A gene that can prevent autism

♦ Gene defects disrupt neural circuitry in the cerebellum

♦ Mice without ASTN2 exhibit autism-like behaviors

♦ Future research to examine human cerebellar cells with ASTN2 mutations

New Delhi: Scientists have identified a gene that has the potential to prevent autism -- a neurodevelopmental disorder that affects how people interact with others, communicate, learn, and behave.

More than 70 genes have been linked to autism spectrum disorder (ASD), a condition marked by differences in brain function that lead to altered behaviours such as issues with language, social communication, hyperactivity, and repetitive movements.

Scientists have been working to understand these associations on a detailed level, and the new Astrotactin 2 (ASTN2) gene may likely pave the way for treatments.

The team from the Laboratory of Developmental Neurobiology at Rockefeller University, New York, discovered that defects in the ASTN2 protein disrupted neural circuitry in the cerebellum, affecting children with neurodevelopmental conditions.

Recently, the same lab found that completely knocking out the ASTN2 gene in mice led to several behaviours characteristic of autism.
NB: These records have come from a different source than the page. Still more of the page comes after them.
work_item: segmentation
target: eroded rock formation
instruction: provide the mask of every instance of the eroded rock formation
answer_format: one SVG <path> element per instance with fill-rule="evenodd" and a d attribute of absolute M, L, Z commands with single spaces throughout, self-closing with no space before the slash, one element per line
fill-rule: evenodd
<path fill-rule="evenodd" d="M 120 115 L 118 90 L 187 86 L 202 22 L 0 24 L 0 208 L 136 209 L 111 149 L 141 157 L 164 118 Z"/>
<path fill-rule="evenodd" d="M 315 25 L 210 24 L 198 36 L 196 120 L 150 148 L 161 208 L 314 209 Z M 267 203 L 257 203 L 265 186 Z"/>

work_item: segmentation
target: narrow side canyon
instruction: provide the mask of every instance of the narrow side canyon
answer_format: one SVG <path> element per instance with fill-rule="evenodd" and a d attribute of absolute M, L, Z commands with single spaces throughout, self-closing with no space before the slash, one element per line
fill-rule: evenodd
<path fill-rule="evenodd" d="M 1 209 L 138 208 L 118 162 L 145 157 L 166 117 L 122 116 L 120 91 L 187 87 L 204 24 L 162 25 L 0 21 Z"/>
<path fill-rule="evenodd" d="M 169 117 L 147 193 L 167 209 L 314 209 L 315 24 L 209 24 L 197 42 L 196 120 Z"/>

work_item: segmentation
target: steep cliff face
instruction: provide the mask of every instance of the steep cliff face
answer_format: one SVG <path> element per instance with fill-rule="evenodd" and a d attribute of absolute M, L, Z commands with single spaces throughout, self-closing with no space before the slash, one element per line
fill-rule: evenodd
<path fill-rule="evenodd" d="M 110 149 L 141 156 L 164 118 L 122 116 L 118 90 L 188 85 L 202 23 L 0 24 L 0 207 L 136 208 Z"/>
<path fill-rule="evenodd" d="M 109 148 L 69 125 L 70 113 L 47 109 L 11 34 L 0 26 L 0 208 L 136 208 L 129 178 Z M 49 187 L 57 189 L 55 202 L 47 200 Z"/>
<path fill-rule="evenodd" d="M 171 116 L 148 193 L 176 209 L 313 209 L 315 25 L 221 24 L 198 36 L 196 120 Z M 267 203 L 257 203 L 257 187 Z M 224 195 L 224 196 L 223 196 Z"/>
Mice lacking ASTN2 displayed reduced vocalisation and socialisation, along with increased hyperactivity and repetitive behaviours, mirroring traits seen in individuals with ASD.

“These traits have parallels in people with ASD,” said Michalina Hanzel, from the varsity. The study also revealed structural and physiological changes in the cerebellum of these mice, reinforcing the cerebellum’s role in cognitive functions beyond motor control.

The research builds on previous research, which in 2010 discovered that ASTN2 proteins guide neuron migration during cerebellar development. The current study explored the impact of a total absence of ASTN2, finding that knockout mice showed significant behavioural and brain changes. For example, the knockout mice vocalised less frequently and in a more limited pitch range, preferred familiar mice over new ones, and exhibited increased hyperactivity and repetitive actions.

These behavioural differences were accompanied by subtle changes in the cerebellum, such as an increased density of dendritic spines in Purkinje cells. These changes likely alter communication between the cerebellum and other brain regions.